Now, does that mean it doesn’t work for anyone? No. It means that this vehicle my soul is hitching a ride in for this life is a unique snowflake, and I need to care for the body I have, not the body I wish I had.
And that’s the thing. Most people are smart enough to spend money on things that work. Experiment, try something new, see if it works–and if it doesn’t, move onto something else. I used to scratch my head and think, “Oh, this is all pseudoscience and obviously placebo effect or ignoring failure.” Except. That’s a pretty arrogant, asshole thing to think. The majority of people aren’t idiots, even if that’s what we’re trained by society to think about people who don’t share our viewpoints.
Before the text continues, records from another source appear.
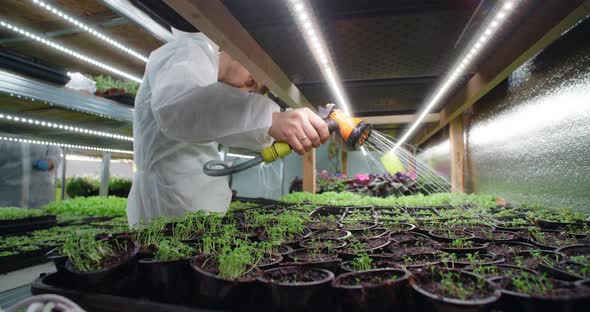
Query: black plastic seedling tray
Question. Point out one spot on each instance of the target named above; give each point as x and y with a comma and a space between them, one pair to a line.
26, 224
54, 284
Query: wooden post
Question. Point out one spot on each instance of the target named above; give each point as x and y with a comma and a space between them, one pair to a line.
343, 161
309, 172
457, 155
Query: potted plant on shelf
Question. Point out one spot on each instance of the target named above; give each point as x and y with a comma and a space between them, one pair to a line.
372, 290
441, 289
298, 288
166, 276
100, 265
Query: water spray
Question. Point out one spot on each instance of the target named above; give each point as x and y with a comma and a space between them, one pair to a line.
353, 131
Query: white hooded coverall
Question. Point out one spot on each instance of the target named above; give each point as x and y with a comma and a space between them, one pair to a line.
182, 113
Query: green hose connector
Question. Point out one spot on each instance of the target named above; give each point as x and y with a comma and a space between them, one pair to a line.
273, 152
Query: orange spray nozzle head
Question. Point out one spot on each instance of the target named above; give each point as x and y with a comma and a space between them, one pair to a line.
354, 131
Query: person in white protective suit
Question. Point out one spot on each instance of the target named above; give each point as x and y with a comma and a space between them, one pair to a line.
28, 174
192, 99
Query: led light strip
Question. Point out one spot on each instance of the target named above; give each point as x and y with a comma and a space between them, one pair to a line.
308, 26
83, 147
73, 53
90, 30
55, 125
462, 65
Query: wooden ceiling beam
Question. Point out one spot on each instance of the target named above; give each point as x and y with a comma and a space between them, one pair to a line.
400, 119
548, 20
215, 20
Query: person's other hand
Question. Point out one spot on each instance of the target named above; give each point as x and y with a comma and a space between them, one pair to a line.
301, 128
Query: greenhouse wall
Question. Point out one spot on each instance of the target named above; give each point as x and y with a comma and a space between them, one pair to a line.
528, 139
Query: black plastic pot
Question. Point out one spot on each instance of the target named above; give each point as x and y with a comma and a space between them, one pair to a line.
441, 237
359, 226
295, 242
530, 262
115, 280
334, 234
308, 295
424, 300
560, 301
368, 234
58, 260
475, 247
417, 261
375, 245
500, 270
313, 258
485, 259
213, 291
509, 247
323, 243
356, 292
285, 250
166, 281
399, 227
575, 250
560, 271
378, 263
270, 261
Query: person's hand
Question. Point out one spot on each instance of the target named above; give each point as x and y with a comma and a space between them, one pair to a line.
301, 128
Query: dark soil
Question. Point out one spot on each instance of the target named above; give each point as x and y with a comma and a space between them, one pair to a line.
368, 245
371, 278
579, 250
211, 265
366, 234
529, 261
294, 275
311, 255
506, 249
494, 235
358, 226
554, 239
398, 227
268, 259
322, 225
323, 243
399, 251
449, 234
331, 234
419, 259
479, 259
490, 271
431, 283
400, 237
560, 289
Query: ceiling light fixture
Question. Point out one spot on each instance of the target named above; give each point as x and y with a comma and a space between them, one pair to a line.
307, 24
460, 68
82, 147
89, 29
68, 51
55, 125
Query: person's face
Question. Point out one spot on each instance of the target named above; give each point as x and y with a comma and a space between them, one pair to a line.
234, 74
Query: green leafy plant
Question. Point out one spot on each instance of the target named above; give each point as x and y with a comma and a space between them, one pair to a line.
362, 263
532, 284
104, 83
171, 249
88, 254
So trying it out what I’m going to do. Despite how negative Oncologist was about this and how conflicted I was when I came home, I’m going to give it a go. I mean, honestly, if it’s my time to die from a fluke infection from an IV, I guess it’s my time to die. I could walk outside and get hit by a meteor. But despite what she was implying, naturopaths are regulated. Sure, some of them are kooks. It’s much easier to be a kook and be a naturopath than to be a kook and be a doctor. Still, that’s a lot of the problem–people love love LOVE to focus on the negative. So of course scientists/medical professionals are going to pick out the snake oil salesmen from the lineup and write blog articles about them.
But I’m not living my life like that anymore. And I’m not living my life like a pill is going to solve my problems. My body is a complex ecology of factors, and I want to work to get it back into a healthy balance, not jam metal rods into my face and limbs until I contort myself into the shape I want. Since modern medicine is utterly unequipped to help me attain healthy balance, I have to look elsewhere.
It’s just a shame that I, a freaking cancer patient, have to be caught in this ridiculous turf war between medicine and “natural” health providers.